143. To increase the impact of the resource we allocate to communication, we shall concentrate effort on three key audiences in 2004/05:
- HSC/E staff and Commissioners;
- National government; and
- Key stakeholders and opinion leaders.
144. Commissioners and senior HSE managers will take a more consistent and active role in communicating messages to, and receiving feedback from our key stakeholders.
145. We will improve our internal briefing systems and introduce new channels for talking and listening to our staff. It is essential we develop and maintain a well informed and motivated workforce in HSE who will not only deliver our activities but also will be the first source of information on the impact of our activities.
146. A media relations review at the end of 2003 showed positive liaison with the trade press, but scope for increasing our impact with national media. Our plan is to increase our proactive work and to give our communications a more consistent look and feel.
147. We are also working to improve our capacity to engage priority stakeholders, starting by improving our knowledge about them and their attitudes, and building better relations with MPs and those with a political interest in health and safety.
Science and innovation
148. High quality science makes an essential contribution to all areas of HSC/E's work. From formulating regulatory decisions regarding people's health and safety, to evaluating how effectively HSC/E is delivering the Government's PSA targets.
149. We are developing a new HSC/E science and innovation (S&I) strategy, setting out how HSE will apply S&I resources to help deliver HSC's Strategy. We will post this on the HSE website for comment during the summer and expect to publish by autumn 2004.
150. For further information see http://www.hse.gov.uk/research
151. Over the last year, we have redesigned HSE's S&I web pages to deliver information in a more accessible format and provide an opportunity for user feedback. We will start publishing a web-based newsletter, HSE Science Outlook, to increase awareness of HSE's wider science and technology activities by autumn 2004.
152. The Government's Chief Scientific Adviser is reviewing departments' science and research activities, with the stated aim of maintaining the quality and use of science across Government. The review of HSE science is due to start in June 2004 and last about ten months.
153. The review will cover all aspects of HSE's scientific activities; from horizon scanning to identifying future science-related issues, to the use, maintenance and development of scientific expertise. HSE welcomes this review and the opportunity to learn how our existing arrangements can be improved.

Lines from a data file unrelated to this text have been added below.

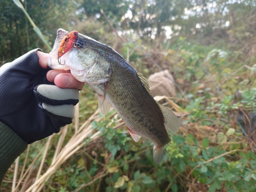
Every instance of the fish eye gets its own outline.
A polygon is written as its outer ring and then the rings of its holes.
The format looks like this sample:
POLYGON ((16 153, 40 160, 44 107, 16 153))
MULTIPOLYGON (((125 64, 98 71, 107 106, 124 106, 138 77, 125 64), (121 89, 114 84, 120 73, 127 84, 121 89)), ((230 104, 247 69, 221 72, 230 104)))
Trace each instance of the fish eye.
POLYGON ((82 49, 83 47, 83 42, 81 40, 77 39, 77 40, 73 44, 73 46, 76 49, 82 49))

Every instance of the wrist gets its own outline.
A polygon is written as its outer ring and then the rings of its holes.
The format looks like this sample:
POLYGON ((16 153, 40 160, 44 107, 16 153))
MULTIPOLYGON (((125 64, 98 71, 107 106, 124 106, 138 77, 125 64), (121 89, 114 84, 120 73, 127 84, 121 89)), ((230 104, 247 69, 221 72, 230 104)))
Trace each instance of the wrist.
POLYGON ((0 186, 8 168, 27 146, 16 133, 0 121, 0 186))

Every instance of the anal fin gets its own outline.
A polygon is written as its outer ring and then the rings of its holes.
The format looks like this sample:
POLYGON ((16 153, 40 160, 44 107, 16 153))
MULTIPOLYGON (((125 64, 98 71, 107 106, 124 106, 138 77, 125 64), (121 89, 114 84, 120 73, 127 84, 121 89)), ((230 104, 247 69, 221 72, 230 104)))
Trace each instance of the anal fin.
POLYGON ((164 124, 166 127, 173 133, 176 133, 180 126, 180 122, 178 118, 172 111, 166 106, 157 103, 164 118, 164 124))
POLYGON ((164 157, 164 148, 163 147, 157 148, 154 146, 153 159, 156 164, 159 164, 164 157))
POLYGON ((104 96, 100 95, 98 96, 98 104, 103 115, 105 115, 109 113, 112 106, 104 96))
MULTIPOLYGON (((128 128, 128 127, 127 127, 128 128)), ((140 138, 141 136, 140 136, 139 135, 135 134, 130 130, 130 129, 128 128, 128 130, 129 130, 130 134, 132 136, 132 138, 135 142, 138 142, 140 140, 140 138)))

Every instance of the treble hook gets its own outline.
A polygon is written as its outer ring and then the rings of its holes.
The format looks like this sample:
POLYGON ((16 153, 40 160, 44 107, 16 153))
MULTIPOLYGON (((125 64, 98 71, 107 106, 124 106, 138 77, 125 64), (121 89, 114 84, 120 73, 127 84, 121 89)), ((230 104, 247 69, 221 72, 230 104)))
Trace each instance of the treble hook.
POLYGON ((64 64, 61 64, 60 62, 61 62, 61 60, 60 60, 60 58, 59 58, 58 56, 58 62, 59 62, 59 65, 61 65, 61 66, 63 66, 65 65, 65 60, 64 60, 64 64))

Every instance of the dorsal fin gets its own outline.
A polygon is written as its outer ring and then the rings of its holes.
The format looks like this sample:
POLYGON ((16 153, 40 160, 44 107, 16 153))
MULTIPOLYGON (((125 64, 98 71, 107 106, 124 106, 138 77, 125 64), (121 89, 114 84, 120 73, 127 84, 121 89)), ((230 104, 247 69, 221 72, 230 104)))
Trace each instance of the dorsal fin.
POLYGON ((176 133, 180 126, 180 122, 173 112, 166 106, 157 103, 164 118, 164 124, 166 127, 173 133, 176 133))
POLYGON ((143 83, 144 87, 145 88, 146 88, 146 90, 147 91, 148 93, 150 93, 151 94, 151 91, 150 91, 150 83, 148 83, 148 82, 147 82, 147 80, 142 75, 142 74, 138 71, 136 71, 137 74, 139 76, 139 77, 140 79, 140 80, 143 83))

154. HSE's total research and technical support budget for 2004/5 is £39m (provisionally). This combines both scientific research and technical support for operational work (such as incident investigations and expert evidence in prosecutions).

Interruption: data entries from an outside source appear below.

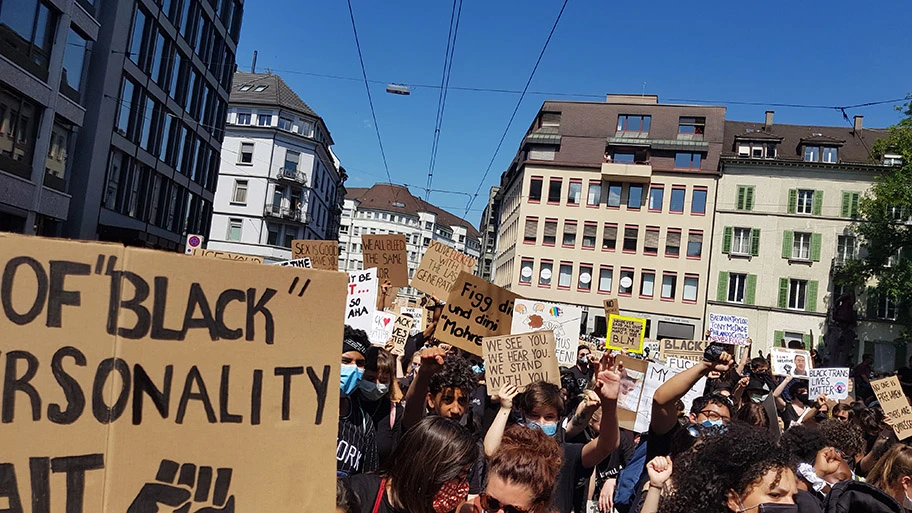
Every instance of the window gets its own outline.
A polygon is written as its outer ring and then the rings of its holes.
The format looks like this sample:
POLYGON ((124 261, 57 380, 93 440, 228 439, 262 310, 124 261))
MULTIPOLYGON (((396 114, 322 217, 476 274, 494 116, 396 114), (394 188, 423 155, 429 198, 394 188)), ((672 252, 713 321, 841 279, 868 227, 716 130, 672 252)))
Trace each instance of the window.
POLYGON ((557 287, 561 289, 569 289, 572 280, 573 264, 569 262, 561 262, 560 274, 557 276, 557 287))
POLYGON ((541 177, 532 177, 529 180, 529 201, 541 201, 541 177))
POLYGON ((700 153, 675 153, 675 167, 678 169, 700 169, 703 155, 700 153))
POLYGON ((247 180, 234 181, 234 193, 231 194, 231 202, 247 204, 247 180))
POLYGON ((792 236, 792 258, 796 260, 811 259, 811 234, 795 232, 792 236))
POLYGON ((678 287, 678 275, 668 273, 662 275, 662 299, 674 299, 678 287))
POLYGON ((548 183, 548 203, 560 203, 561 179, 552 178, 548 183))
POLYGON ((617 225, 605 223, 605 230, 602 234, 602 249, 614 251, 617 246, 617 225))
POLYGON ((523 258, 519 266, 519 283, 529 285, 532 283, 532 267, 534 263, 531 258, 523 258))
POLYGON ((545 219, 545 231, 542 235, 542 244, 553 246, 557 241, 557 219, 545 219))
POLYGON ((611 281, 614 277, 614 268, 601 267, 599 269, 599 292, 611 292, 611 281))
POLYGON ((671 203, 668 205, 668 211, 683 214, 684 213, 684 193, 683 186, 675 185, 671 188, 671 203))
POLYGON ((646 237, 643 239, 643 254, 644 255, 658 255, 659 254, 659 227, 658 226, 647 226, 646 227, 646 237))
POLYGON ((687 232, 687 258, 700 258, 703 256, 703 232, 688 230, 687 232))
POLYGON ((694 187, 690 200, 690 213, 693 215, 706 214, 706 187, 694 187))
POLYGON ((693 275, 684 275, 684 295, 681 297, 685 302, 697 302, 697 289, 700 287, 700 278, 693 275))
POLYGON ((561 244, 564 247, 576 245, 576 221, 564 221, 564 240, 561 244))
MULTIPOLYGON (((618 116, 618 132, 649 132, 652 116, 622 114, 618 116)), ((626 135, 626 134, 618 134, 626 135)))
POLYGON ((571 181, 567 189, 567 205, 579 205, 580 195, 583 192, 583 184, 579 181, 571 181))
POLYGON ((681 229, 669 228, 665 233, 665 256, 678 258, 681 255, 681 229))
POLYGON ((728 275, 727 301, 729 303, 744 303, 744 289, 746 284, 746 274, 730 273, 728 275))
POLYGON ((636 226, 627 225, 624 227, 624 252, 636 253, 637 235, 639 229, 636 226))
POLYGON ((237 218, 230 218, 228 220, 228 240, 230 241, 240 241, 241 240, 241 228, 242 220, 237 218))
MULTIPOLYGON (((631 187, 631 190, 633 187, 631 187)), ((662 202, 665 199, 665 186, 652 185, 649 187, 649 211, 661 212, 662 202)))
POLYGON ((535 238, 538 235, 538 218, 527 217, 526 228, 523 230, 523 242, 526 244, 535 244, 535 238))
POLYGON ((551 286, 551 269, 554 264, 551 260, 542 260, 541 269, 538 271, 538 285, 540 287, 551 286))
POLYGON ((253 164, 253 143, 241 143, 238 164, 253 164))
POLYGON ((655 294, 655 271, 643 270, 640 275, 640 295, 652 297, 655 294))
POLYGON ((589 182, 589 195, 586 206, 597 207, 602 201, 602 182, 589 182))
MULTIPOLYGON (((621 191, 624 186, 619 183, 609 183, 608 184, 608 206, 609 207, 620 207, 621 206, 621 191)), ((638 207, 639 208, 639 207, 638 207)))
POLYGON ((595 249, 595 238, 598 225, 589 221, 583 225, 583 249, 595 249))

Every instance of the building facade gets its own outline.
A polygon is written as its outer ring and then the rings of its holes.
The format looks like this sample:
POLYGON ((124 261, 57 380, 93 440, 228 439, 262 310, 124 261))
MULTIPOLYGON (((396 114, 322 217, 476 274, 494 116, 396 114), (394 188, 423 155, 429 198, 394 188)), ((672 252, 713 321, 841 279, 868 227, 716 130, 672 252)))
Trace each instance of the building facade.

155. The total research and technical support budget does not include HSE's nuclear research and support budget, (which amounts to about £2m and is paid for through a levy on industry) or a further £6m funding which has been allocated to cover the Health and Safety Laboratory (HSL) transition to new facilities at Buxton.
156. To secure access to expertise beyond the core capabilities of the Health and Safety Laboratory, HSE has established a Framework Technical Support Agreement with five external contractors.
157. The expected research and support spend across the Strategic Programmes and HSE's other activities are set out below. 'Core' Communications is work to support the Communications Directorate and deliver the 'Communicating the Vision' strategic theme.
158. 'Core' Proactive is enabling and underpinning work to ensure HSE's effectiveness, and cuts across the Strategic Programmes, e.g. evaluation, epidemiology and statistics, horizon scanning, crosscutting research and methodology/standards.
159. 'Core' Mandatory is work that HSE must do statutorily or because of policy commitments, e.g. support to investigation, enforcement and approvals work. HSE investigates a diverse range of incidents, in all of the industry sectors for which we are responsible, to determine what went wrong and to propose measures to avoid any recurrence.